El curso apunta aún peor que el pasado

31 agosto 2012

Hace ahora un año, arrancábamos la temporada con miedo en el cuerpo. “Riesgo de una recesión mundial”, titulé una entrada en este blog el 31 de agosto de 2011. Contaba que los expertos venían muy negro el futuro económico inmediato. Las cosas no han ido tan rematadamente mal al conjunto de la economía mundial, pero a la española le ha ido muchísimo peor de lo previsto. El fracaso de las políticas económicas de Mariano Rajoy -que había despertado expectativas positivas en la ciudadanía española y ganó de modo muy holgado las elecciones de noviembre- ha sido estrepitoso. Todos los grandes indicadores económicos están mucho peor hoy que cuando Rajoy llegó al Gobierno. Es verdad que recibió una economía ya muy averiada tras la gestión de Zapatero y con un entorno internacional complicado, pero las mayores responsabilidades en ese fracaso se deben a decisiones e indecisiones suyas.
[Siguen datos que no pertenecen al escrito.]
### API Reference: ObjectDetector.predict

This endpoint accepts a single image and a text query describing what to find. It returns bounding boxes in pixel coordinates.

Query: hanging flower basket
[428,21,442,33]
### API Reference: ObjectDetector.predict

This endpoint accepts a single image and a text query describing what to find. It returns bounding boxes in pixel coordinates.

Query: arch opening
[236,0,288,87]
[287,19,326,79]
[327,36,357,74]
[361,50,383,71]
Algunos ejemplos de cómo se han deteriorado las cosas:

- En los servicios públicos de empleo, en noviembre de 2011 había 4.420.462 parados registrados, y en julio de 2012 eran 4.587.455. La Encuesta de Población Activa (EPA) del último trimestre de 2011 decía que los parados eran 5,27 millones y la tasa de paro del 22,85%. Media año después, en la EPA del segundo trimestre de 2012, los parados eran 5,69 millones y la tasa había escalado al 24,63%.
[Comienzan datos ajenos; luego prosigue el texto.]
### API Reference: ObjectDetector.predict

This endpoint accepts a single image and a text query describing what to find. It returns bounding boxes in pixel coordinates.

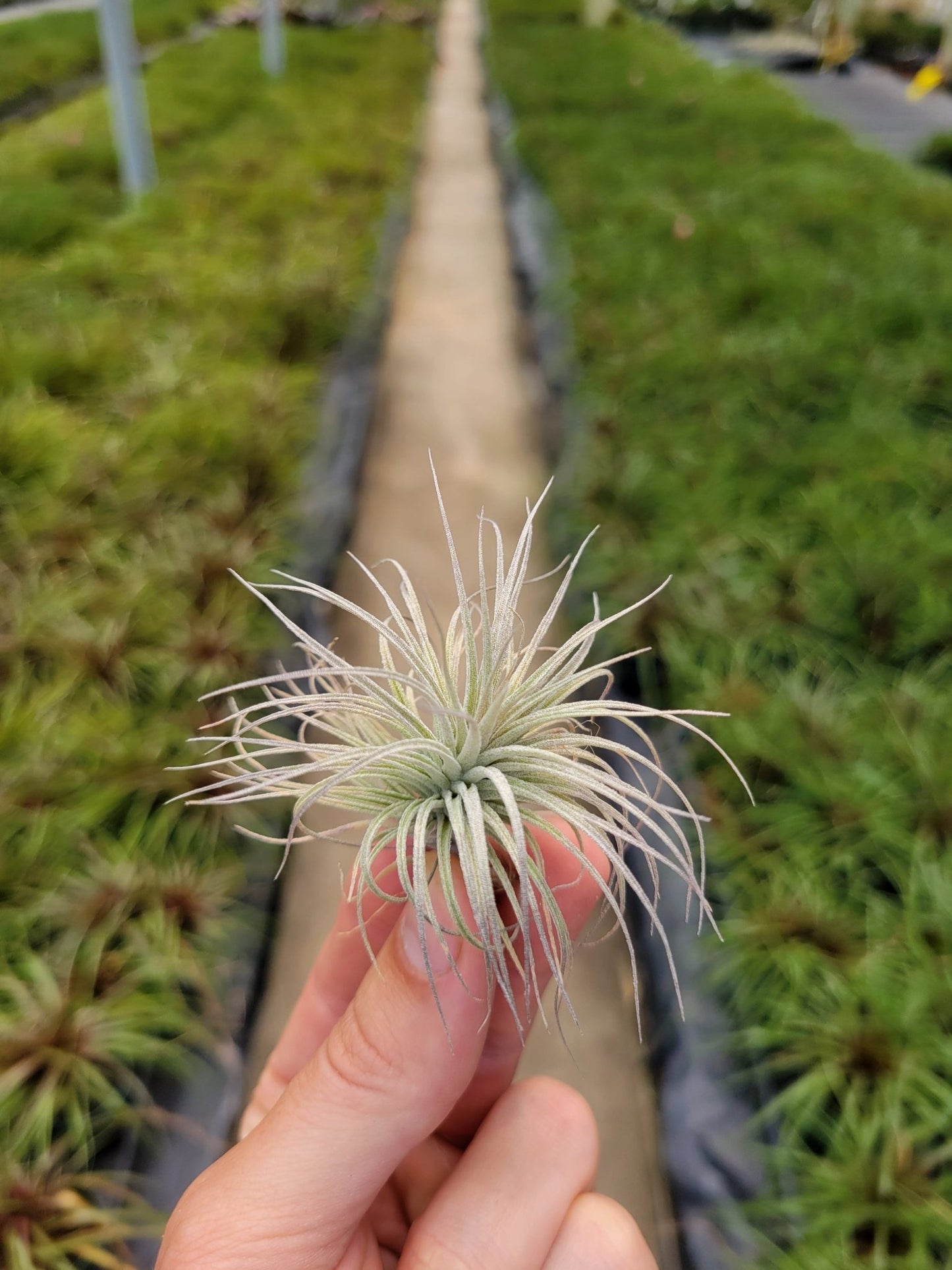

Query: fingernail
[400,879,463,979]
[238,1104,264,1141]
- El PIB decrecía un 0,3% en el último trimestre de 2011; y en los meses posteriores aceleró su caída: al -0,4% en el segundo trimestre de este año.

- La prima de riesgo, que indica los precios a los que se financia nuestro país, estaba en el 22 de diciembre de 2011, cuando Rajoy formó su Gobierno, en 342 puntos básicos. Hoy esta en 528.

Todo ha empeorado. Los índices de consumo, el ahorro de las familias, la morosidad bancaria, el crédito, los precios de productos básicos como la luz o el gas, las exportaciones, los impuestos que pagamos, el Estado social, los servicios sociales básicos, el clima social, el clima político, la confianza en el futuro, la autoestima de gran parte de la población y del conjunto como país… Lo triste, además, es que en el horizonte no se ve ni el más mínimo indicio de mejoría. En nada. Más bien al contrario. El curso que estamos abriendo probablemente va a ser aún peor que el anterior. El previsible rescate de la economía española, por mucho que lo llamen blando para colárnoslo como un asunto menor, nos hará aún más pobres y reducirá aún más nuestras expectativas de futuro.

¡Y ojalá me equivoque!

Las Hurdes urbanas de hoy

23 agosto 2012

Acabo de terminar Donde Las Hurdes se llaman Cabrera, de Ramón Carnicer, una de mis lecturas de estas vacaciones. El texto, un libro de viajes y de denuncia social, fue publicado por primera vez en 1963, y armó cierto revuelo. Carnicer -leonés del Bierzo de origen, profesor en la Universidad de Barcelona- había recorrido a pie y con los ojos muy abiertos la paupérrima comarca leonesa, había hablado con todo el que se encontró en su camino y lo contaba en una prosa sencilla y muy eficaz, casi periodística por la mucha información que daba sobre las duras condiciones de vida de los habitantes de aquella remota zona. A las fuerzas vivas del régimen, sobre todo las más próximas, las de Astorga y León, no les gustó nada el retrato, probablemente porque se dieron por aludidos como responsables últimos de aquellas penurias.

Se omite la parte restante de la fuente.